GCP Professional Data Engineer Cert Flashcards
(264 cards)
Relational Databases
Has relationship between tables
Google Cloud SQL: Managed SQL instances-don’t have to set much up, Multiple database engines like MySQL, Scalability and availability vertically scales to 64 cores, MySQL has different instances it is also secure-Cloud SQL proxy or SSL/TLS, or have private IPs there are also maintenance windows and automated backups , point in time recovery instance stores
Importing MySQL Data Commands: InnoDB mysqldump export/import, CSV import, External replica promotion-need binary log retention
PostgreSQL Instances are another option-have automated maintenance, unsupported features but it has high availability
Import PostgreSQL commands: SQL dump export/import, CSV import
Cloud Firestore
- Fully managed No SQL database-server less autoscaling, NoSQL document store
- Realtime DB with mobile SDKs, Android and IOS client libraries, frameworks for popular programming languages
- Strong scalability and consistency-horizontal autoscaling
Bundle multiple documents=collection
Messages are sub collections
Cloud Spanner
- Managed SQL -compliant DB-SQL schemas and queries with ACID transactions
- Horizontally scalable: Strong consistency across rows, regions from 1 to 1,000s of nodes
- Highly available-automatic global replication, no planned downtime and 99.9999% SLA
High Cost
CAP Theorem
Consistency-one change data with specific rules, Availability-always available to do queries, Partition Tolerance-needs to tolerate failures and has to be tolerant of any loss of partition parts
Most likely you will have two parts at once
Spanner is strongly consistent and highly available, sometimes it will choose consistency over availability, global private network, five 9s of availability
Cloud Spanner Architecture
An allocation of resources, instance configuration-regional or multi-regional, initial number of nodes
Region configuration: a region has a zone/multiple zones. With each instance, specify the node count as 1 and each replica is powered by each virtual machine, by moving the node number up you are adding more machines for more computing power. The replicas stay the same, but machines/nodes can change. Therefore, you can connect the different replicas across different zones to create a node.
Cloud Memorystore
In memory database
1. Fully managed Redis Instance-provisioning, replication, failover-fully automated
2. Basic tier: efficient cache that that can withstand a cold restart and a full data flush
3. Standard tier-adds a cross-zone replication and automatic failover
Benefits-no need to provision own VMs,scale instances with minimal impact, private IPs and IAM, automatic replication and failover
Creating an Instance: Version 3.2 or 4, choose service tier and region, memory capacity 1-300GB(Determines network throughput), add configuration parameters
Connecting to Instances: Compute Engine, Kubernetes Engine, App Engine, Cloud Function(server-less VPC connector)

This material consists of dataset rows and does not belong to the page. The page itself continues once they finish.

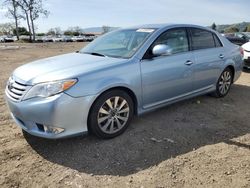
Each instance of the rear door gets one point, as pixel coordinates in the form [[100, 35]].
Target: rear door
[[209, 57]]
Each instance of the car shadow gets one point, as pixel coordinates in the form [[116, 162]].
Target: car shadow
[[155, 137]]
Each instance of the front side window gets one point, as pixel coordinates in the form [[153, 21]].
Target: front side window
[[176, 39], [202, 39]]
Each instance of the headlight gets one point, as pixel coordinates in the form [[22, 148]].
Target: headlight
[[48, 89]]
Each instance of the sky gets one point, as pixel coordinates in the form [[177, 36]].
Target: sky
[[123, 13]]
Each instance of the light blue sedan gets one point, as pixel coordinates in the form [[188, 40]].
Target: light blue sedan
[[123, 73]]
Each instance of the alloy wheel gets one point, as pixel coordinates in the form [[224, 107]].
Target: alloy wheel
[[113, 115]]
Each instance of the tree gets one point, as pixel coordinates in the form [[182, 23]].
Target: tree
[[214, 26], [32, 10], [21, 31], [232, 29], [13, 12]]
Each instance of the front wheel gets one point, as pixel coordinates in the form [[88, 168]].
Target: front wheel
[[111, 114], [224, 83]]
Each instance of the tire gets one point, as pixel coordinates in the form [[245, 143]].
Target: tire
[[111, 114], [224, 83]]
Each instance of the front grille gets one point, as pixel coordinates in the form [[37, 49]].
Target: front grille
[[16, 90]]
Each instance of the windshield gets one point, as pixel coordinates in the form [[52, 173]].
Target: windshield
[[120, 43], [248, 34]]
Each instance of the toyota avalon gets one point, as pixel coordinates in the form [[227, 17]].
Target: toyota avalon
[[124, 73]]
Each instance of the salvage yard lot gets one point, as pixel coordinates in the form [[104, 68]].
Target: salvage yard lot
[[202, 142]]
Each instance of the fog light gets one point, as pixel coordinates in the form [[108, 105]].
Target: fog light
[[53, 130]]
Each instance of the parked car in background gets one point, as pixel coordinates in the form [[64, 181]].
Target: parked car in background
[[1, 39], [243, 35], [235, 39], [120, 74], [9, 38], [67, 39], [246, 48], [57, 39]]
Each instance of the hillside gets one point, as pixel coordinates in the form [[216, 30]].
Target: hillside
[[240, 26]]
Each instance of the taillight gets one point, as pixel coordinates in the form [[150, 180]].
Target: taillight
[[241, 51]]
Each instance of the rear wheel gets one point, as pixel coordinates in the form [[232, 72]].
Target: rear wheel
[[224, 83], [111, 114]]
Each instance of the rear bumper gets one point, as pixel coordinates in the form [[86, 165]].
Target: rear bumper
[[60, 111]]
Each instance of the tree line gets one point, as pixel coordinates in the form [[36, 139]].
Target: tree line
[[231, 29], [28, 10]]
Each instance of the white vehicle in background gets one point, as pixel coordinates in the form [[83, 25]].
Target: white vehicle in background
[[57, 39], [246, 48]]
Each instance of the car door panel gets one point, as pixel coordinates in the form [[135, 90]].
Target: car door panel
[[207, 67], [166, 78]]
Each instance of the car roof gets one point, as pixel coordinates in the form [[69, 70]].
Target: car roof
[[165, 25]]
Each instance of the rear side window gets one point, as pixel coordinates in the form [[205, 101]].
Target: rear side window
[[217, 41], [176, 39], [202, 39]]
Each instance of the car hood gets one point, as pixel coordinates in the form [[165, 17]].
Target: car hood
[[62, 67], [246, 46]]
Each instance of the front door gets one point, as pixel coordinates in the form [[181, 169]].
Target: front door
[[166, 78]]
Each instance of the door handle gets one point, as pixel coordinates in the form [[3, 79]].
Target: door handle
[[221, 56], [188, 63]]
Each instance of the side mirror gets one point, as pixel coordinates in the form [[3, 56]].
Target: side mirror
[[161, 49]]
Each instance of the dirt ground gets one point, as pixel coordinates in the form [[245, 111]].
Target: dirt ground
[[202, 142]]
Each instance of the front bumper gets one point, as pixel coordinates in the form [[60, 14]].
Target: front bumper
[[60, 111]]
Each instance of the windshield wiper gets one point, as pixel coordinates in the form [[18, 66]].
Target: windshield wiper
[[95, 53]]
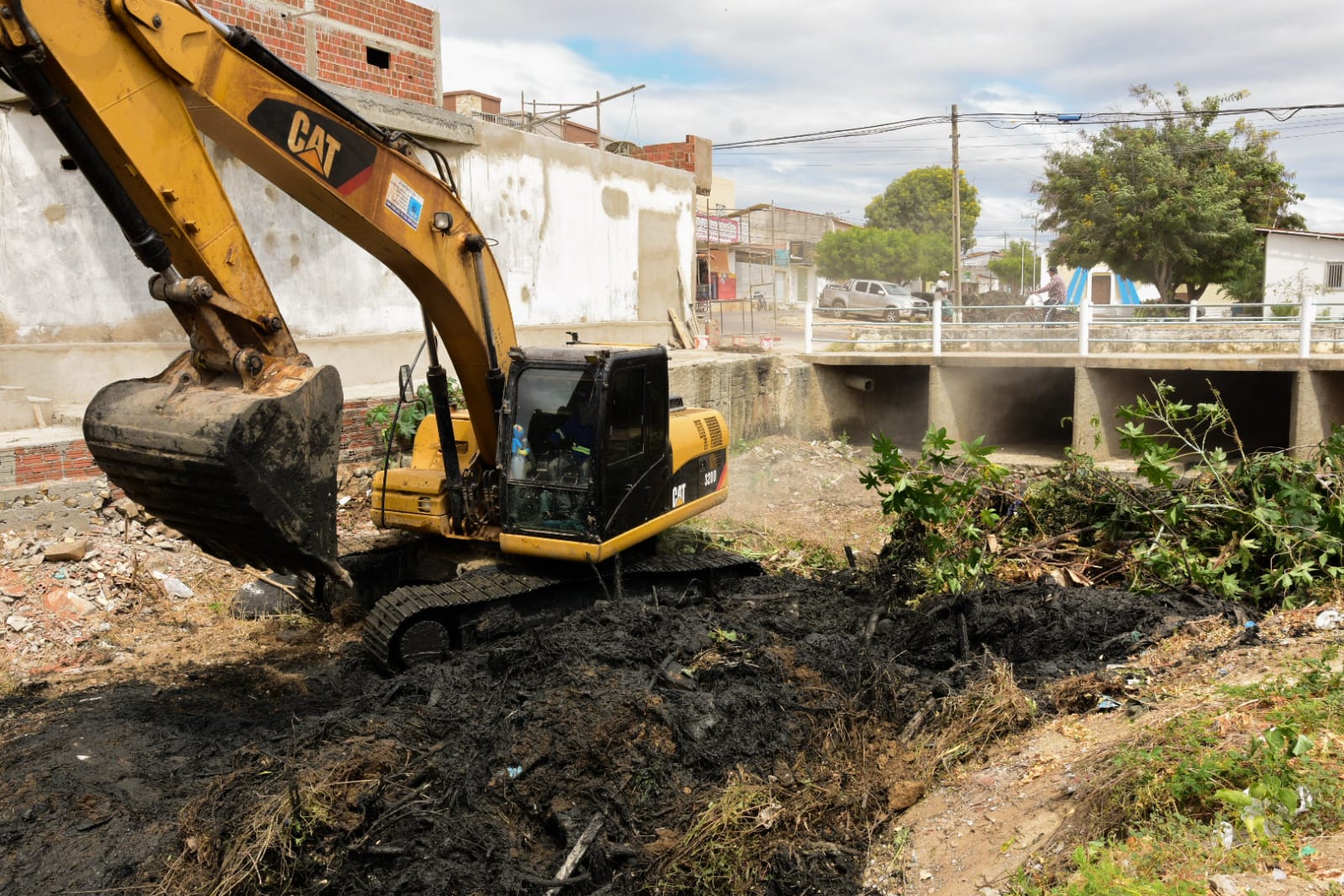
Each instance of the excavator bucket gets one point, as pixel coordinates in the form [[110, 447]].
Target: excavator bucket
[[249, 476]]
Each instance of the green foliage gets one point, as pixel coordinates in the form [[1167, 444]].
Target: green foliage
[[412, 413], [1018, 269], [1253, 527], [1196, 794], [921, 202], [871, 253], [945, 504], [1203, 514], [1171, 202]]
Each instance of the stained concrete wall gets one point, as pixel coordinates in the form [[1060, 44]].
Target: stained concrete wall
[[586, 240], [758, 394]]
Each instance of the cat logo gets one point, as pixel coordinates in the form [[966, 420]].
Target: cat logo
[[338, 155], [312, 144]]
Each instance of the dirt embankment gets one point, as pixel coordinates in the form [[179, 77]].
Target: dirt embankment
[[771, 735]]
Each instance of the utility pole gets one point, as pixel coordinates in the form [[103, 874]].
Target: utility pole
[[1036, 222], [956, 218]]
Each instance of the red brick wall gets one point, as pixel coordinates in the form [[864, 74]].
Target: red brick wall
[[50, 462], [693, 155], [340, 29], [40, 464], [680, 156]]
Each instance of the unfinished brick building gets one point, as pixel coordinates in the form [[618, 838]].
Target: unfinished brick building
[[381, 46]]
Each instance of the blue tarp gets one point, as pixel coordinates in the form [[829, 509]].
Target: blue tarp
[[1078, 282]]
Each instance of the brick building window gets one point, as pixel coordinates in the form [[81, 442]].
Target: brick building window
[[1334, 274]]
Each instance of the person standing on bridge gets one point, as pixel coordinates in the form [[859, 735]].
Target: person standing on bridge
[[1054, 291]]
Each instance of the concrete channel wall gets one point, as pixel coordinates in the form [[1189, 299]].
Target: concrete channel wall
[[585, 240], [1038, 406]]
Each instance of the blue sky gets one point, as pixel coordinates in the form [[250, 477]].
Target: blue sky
[[745, 70]]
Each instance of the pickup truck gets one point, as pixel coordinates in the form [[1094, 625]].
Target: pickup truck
[[891, 301]]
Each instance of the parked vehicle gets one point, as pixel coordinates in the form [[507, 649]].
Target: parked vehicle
[[893, 301]]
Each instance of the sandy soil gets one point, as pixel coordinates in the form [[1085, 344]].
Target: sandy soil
[[150, 742]]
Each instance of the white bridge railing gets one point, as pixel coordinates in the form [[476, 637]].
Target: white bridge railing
[[1303, 330]]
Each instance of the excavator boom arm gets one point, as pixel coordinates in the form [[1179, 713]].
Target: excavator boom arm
[[129, 87]]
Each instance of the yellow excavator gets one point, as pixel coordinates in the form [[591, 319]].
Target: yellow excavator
[[566, 456]]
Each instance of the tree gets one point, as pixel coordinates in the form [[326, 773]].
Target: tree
[[921, 200], [1171, 202], [1016, 269], [882, 254]]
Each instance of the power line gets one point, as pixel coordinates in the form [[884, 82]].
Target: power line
[[1018, 120]]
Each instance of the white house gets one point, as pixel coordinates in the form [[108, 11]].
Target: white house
[[1303, 264]]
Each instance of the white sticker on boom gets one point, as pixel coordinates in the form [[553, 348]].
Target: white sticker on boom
[[405, 202]]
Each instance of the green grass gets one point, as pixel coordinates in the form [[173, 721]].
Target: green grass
[[1160, 826]]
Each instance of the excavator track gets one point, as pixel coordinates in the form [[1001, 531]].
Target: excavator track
[[422, 622]]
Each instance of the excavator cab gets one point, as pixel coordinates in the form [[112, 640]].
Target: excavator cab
[[585, 444]]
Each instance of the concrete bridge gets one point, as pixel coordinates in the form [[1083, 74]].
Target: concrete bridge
[[1042, 387]]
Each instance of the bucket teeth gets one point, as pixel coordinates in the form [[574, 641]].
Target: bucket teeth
[[249, 476]]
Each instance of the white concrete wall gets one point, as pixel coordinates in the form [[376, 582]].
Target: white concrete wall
[[582, 237], [1294, 266]]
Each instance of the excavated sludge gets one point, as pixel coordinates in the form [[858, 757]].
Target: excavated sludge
[[482, 590]]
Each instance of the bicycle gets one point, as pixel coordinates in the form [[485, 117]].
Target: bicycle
[[1045, 314]]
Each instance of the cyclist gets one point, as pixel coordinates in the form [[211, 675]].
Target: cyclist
[[1054, 291]]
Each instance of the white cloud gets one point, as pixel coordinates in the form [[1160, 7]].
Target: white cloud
[[760, 70]]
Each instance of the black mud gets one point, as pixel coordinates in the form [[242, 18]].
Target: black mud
[[480, 774]]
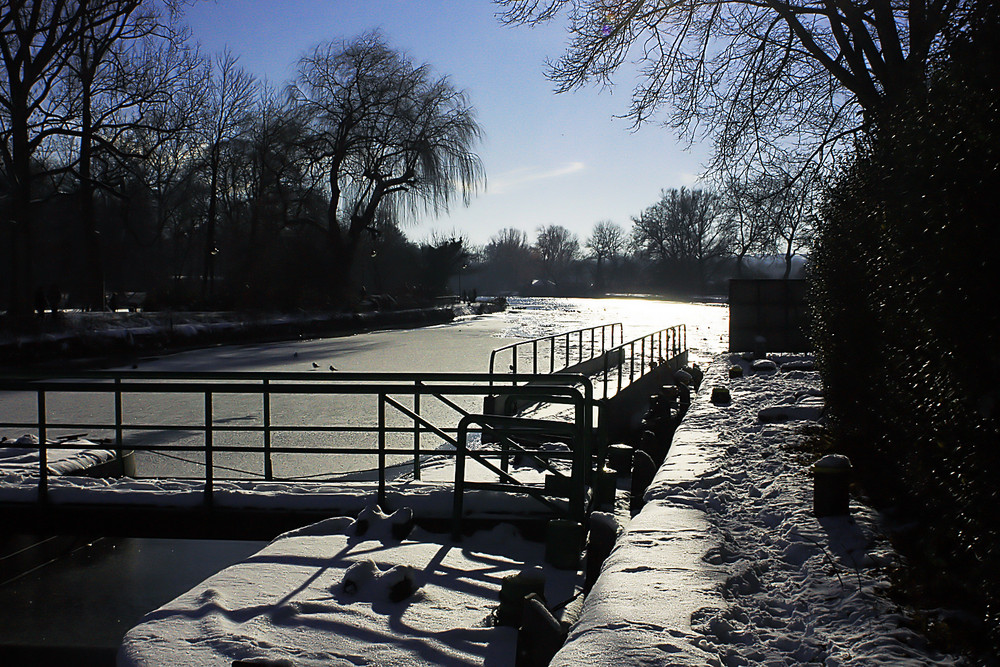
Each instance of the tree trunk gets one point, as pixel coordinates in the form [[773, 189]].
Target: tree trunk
[[21, 261], [208, 278], [93, 288]]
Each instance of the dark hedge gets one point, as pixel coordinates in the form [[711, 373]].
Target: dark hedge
[[904, 287]]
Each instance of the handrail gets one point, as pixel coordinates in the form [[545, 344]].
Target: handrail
[[577, 504], [382, 386], [654, 349], [553, 350]]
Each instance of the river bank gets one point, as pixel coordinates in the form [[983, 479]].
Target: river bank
[[100, 338]]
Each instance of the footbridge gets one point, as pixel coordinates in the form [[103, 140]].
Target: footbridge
[[249, 454]]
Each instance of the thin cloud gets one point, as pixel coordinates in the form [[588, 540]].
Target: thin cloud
[[516, 178]]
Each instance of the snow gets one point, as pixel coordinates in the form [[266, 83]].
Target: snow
[[725, 565], [326, 596], [21, 457]]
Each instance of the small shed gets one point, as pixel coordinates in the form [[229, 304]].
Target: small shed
[[775, 310]]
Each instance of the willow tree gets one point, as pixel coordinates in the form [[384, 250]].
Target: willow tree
[[761, 77], [386, 137]]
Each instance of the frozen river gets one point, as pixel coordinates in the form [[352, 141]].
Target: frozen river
[[461, 346]]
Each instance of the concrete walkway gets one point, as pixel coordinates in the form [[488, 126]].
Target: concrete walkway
[[657, 577]]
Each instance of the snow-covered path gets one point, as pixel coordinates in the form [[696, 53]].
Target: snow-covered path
[[725, 565]]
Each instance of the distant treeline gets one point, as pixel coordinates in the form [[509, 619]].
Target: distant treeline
[[135, 169]]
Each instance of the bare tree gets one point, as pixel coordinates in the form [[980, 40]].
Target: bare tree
[[557, 249], [34, 40], [386, 136], [764, 76], [683, 234], [793, 206], [606, 242], [510, 258], [747, 216], [228, 112], [123, 64]]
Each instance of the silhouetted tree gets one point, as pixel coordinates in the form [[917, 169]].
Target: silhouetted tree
[[557, 249], [229, 108], [509, 258], [683, 234], [386, 135], [761, 76], [34, 38], [606, 242]]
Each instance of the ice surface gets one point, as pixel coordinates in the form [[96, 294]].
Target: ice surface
[[323, 596]]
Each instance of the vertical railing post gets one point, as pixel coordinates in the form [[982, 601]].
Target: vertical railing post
[[268, 465], [209, 472], [459, 500], [631, 361], [381, 451], [416, 430], [621, 362], [43, 455], [119, 429]]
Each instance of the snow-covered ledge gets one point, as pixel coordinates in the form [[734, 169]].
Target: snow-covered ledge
[[659, 574]]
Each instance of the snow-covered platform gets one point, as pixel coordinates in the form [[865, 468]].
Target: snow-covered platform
[[727, 565], [72, 456]]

Import and Export: Export to RDB backup: BETA, admin operation not permitted during esport, may increase latency, RDB file written to Cloud Storage
Import from RDB backup: Overwrites, all current instance data, instance unavailable during import process
Use Cases: Redis can be used as a Session Cache that the common uses are logins, and shopping carts, a Message Queue that queues messages and operates to enable loosely-coupled services, or a Pub/Sub advanced message
Comparing Storage Options
- Ask yourself if this is structured or unstructured data? Structured: SQL data, NoSQL data, Analytics data, Keys and values Unstructured: Binary blobs, videos, images, proprietary files-unstructured data use the Cloud Storage Option
- Is the data going to be used for Analytics? Low Latency vs Warehouse. Low latency: Petabyte scale, single-key rows, time series or IoT data.-Choose Cloud Bigtable Warehouse: petabyte scale, analytics warehouse, SQL queries-Choose Bigquery
- Is this relational data? Horizontal Scaling vs Vertical scaling. Horizontal Scaling: ANSI SQL works, global replication, high availability and consistency, it’s expensive but can the client afford it, most financial institutions would probably use this-Choose Cloud Spanner. Vertical scaling: MySQL or PostgreSQL, managed service, and high availability-Choose Cloud SQL.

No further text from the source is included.